The Mississippi government raised more money in the first half of this fiscal year than it did in the same period a year earlier.
With the robust collections, legislative leaders and Republican Gov. Tate Reeves say they want to approve some sort of tax cut in the three-month session that ends in early April. But, they are far from agreeing on the details.
Talks about a tax cut disintegrated last year when the Senate rejected a House plan, even though both houses are led by Republicans.
The state’s budget years begin on July 1.
New figures from the Legislative Budget Office show the state’s overall revenue increased by almost 11% from July to December, compared to the same six months in 2020.
Corporate tax collections increased by 26% and sales tax collections increased by almost 22%.
Tax revenues on gambling have increased, but those on tobacco, spirits, beer and wine have declined.
Tax collections on car tags have declined, possibly reflecting lower sales of new vehicles during the economic uncertainty of the coronavirus pandemic.
Republican House Speaker Philip Gunn has said he will renew his efforts to eliminate income tax because he believes it will make Mississippi more competitive against Texas, Tennessee and Florida, which have no income tax.
“We think we have a solid plan,” Gunn said on Tuesday, the day the legislative session opened. “I think there is nothing wrong with putting money back in Mississippians’ pockets. We think the advantages far outweigh the disadvantages.

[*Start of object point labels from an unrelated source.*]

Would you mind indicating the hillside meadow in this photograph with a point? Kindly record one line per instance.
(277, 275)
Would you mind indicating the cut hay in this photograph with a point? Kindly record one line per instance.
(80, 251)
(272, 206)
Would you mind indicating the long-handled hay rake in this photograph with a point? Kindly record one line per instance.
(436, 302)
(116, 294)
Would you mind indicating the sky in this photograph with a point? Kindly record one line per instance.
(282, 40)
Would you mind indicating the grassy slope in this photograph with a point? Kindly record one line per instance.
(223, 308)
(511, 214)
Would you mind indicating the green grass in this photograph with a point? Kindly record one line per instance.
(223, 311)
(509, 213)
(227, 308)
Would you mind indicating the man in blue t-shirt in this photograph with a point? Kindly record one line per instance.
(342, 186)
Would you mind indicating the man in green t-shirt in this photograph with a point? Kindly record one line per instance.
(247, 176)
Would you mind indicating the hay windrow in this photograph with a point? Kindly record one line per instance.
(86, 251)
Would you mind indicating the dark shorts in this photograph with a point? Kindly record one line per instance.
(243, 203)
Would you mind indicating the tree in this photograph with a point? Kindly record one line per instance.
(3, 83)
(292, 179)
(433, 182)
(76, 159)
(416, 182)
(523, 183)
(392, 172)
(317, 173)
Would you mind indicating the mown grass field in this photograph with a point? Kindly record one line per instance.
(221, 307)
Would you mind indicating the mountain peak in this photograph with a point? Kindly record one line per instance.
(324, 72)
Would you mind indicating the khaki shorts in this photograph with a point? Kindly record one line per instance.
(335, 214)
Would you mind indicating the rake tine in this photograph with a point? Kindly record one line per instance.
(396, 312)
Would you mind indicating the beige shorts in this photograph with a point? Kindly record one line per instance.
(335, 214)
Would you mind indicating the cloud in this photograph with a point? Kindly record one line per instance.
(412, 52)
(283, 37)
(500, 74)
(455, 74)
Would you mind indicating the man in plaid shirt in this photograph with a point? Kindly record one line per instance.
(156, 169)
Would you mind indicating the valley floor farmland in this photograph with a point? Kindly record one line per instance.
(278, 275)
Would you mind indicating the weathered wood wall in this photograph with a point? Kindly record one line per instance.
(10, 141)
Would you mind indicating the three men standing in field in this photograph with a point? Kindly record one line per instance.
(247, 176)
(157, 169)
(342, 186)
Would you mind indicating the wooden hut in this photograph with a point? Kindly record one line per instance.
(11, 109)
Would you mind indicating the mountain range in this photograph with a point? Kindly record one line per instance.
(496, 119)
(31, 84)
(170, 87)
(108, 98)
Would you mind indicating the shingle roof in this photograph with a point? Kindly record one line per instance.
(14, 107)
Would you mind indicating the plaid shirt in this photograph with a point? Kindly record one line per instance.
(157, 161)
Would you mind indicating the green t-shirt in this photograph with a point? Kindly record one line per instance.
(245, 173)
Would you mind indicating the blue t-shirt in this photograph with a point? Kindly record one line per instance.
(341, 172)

Republican Lieutenant Governor Delbert Hosemann has not said whether he would agree to eliminate income tax. Hosemann said in a speech Monday that Senate Finance Committee Chairman Republican Josh Harkins of Brandon was working on a tax cut proposal. Hosemann did not say when Harkins will release the details.
“I think we’ll have a tax relief program that’s going to be very attractive to Mississippians,” Hosemann said.
During the 2021 legislative session, the House proposed phasing out income tax and increasing other taxes, including sales tax on certain items. The Senate balked at what Hosemann called a tax swap.